Recently there have been several stories trying to understand when to use paid solutions over free solutions like Google Analytics. One post was talking about Google’s Achilles Heel referring to the fact that they don’t identify individual visitors. Another was a question asking “When is Google not enough?” From our most recent launch we saw two stories comparing us to Google: Google Eat your Heart Out and Webtrends steals Google’s lunch money and spits in its face.


We wanted to take a moment to offer some insights into the decision on whether to use a free or paid service. The truth is, it’s not us vs. Google. We like Google! Their free service has spread the power of analytics to a much broader audience, which has helped businesses understand more about what analytics is and how it can help them. While we’re both in the analytics market, we don’t necessarily serve the same customers. To help clarify, let’s take a closer look at some of the factors that determines whether or not to use a paid analytics service.

Tracking visitors

All analytics tracks visitors in aggregate, but it’s tracking them in detail that is the deciding factor. If you’re wanting to connect an individual’s site behavior with your CRM profile, you’ll need to look at paid solutions. If you want to integrate with your data warehouse or a marketing automation solution, then you’ll need a paid solution. If you’re just getting started in analytics and don’t have budget, time, or program maturity to track individual customers; then Google Analytics might be right for you.

Privacy

Some companies (and government) want to keep their data inside their firewall. Google Analytics is a SaaS offering and isn’t available as an on-premise software solution, which is also true for most of the paid solutions in the analytics space. If data privacy is a requirement for your business, you’ll need to look at on premise software solutions, some of which are free. Google does offer Urchin Analytics, which is available for download and installation on premise.

Data sampling

Google is used to handling large amounts of data. Gmail, for example, has a 7GB limit. Most users won’t use that much space. Shoot, many users can’t dream of how you could use that much space. Similarly, Google Analytics has data threshold limits and then starts to sample data. If capturing all of your data is important and you have a high volume of data, then you should look at solutions that don’t sample data. Many paid analytics services sample data as well, so this factor isn’t about paid vs. free.

So why are people recently comparing Webtrends to Google then?

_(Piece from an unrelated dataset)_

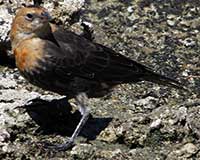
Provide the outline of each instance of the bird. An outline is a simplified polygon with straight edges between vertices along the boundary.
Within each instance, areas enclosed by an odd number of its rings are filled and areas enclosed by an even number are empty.
[[[41,6],[20,8],[10,31],[12,52],[20,74],[44,90],[74,98],[82,114],[72,136],[49,148],[66,150],[89,117],[87,98],[101,97],[123,83],[150,81],[183,89],[167,76],[116,53],[84,36],[50,23],[50,13]]]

Comparisons to Google make sense because we both offer analytics. More recently, the comparisons have been drawn because of our new interface. Clean, intuitive interfaces in analytics were a standard set by Google. Now that enterprise vendors like us are developing better UIs, it makes sense that people would draw comparisons to the standard.

Final thoughts

It bears mentioning here, that most people just want basic stats for their blogs or small business websites. Even some larger businesses that do not use the web as a primary business driver might not need more than Google can offer. If someone is trying to figure out if a free service will work for them, they probably aren’t a good fit for Enterprise analytics. For reference, our customers are looking to build an enterprise measurement strategy that scales and meets sophisticated business needs. It isn’t technology issues, it is sophistication/maturity of your needs and being able to get the high touch services you need to grow your business. If that sounds like your needs, then you should consider paid Enterprise analytics.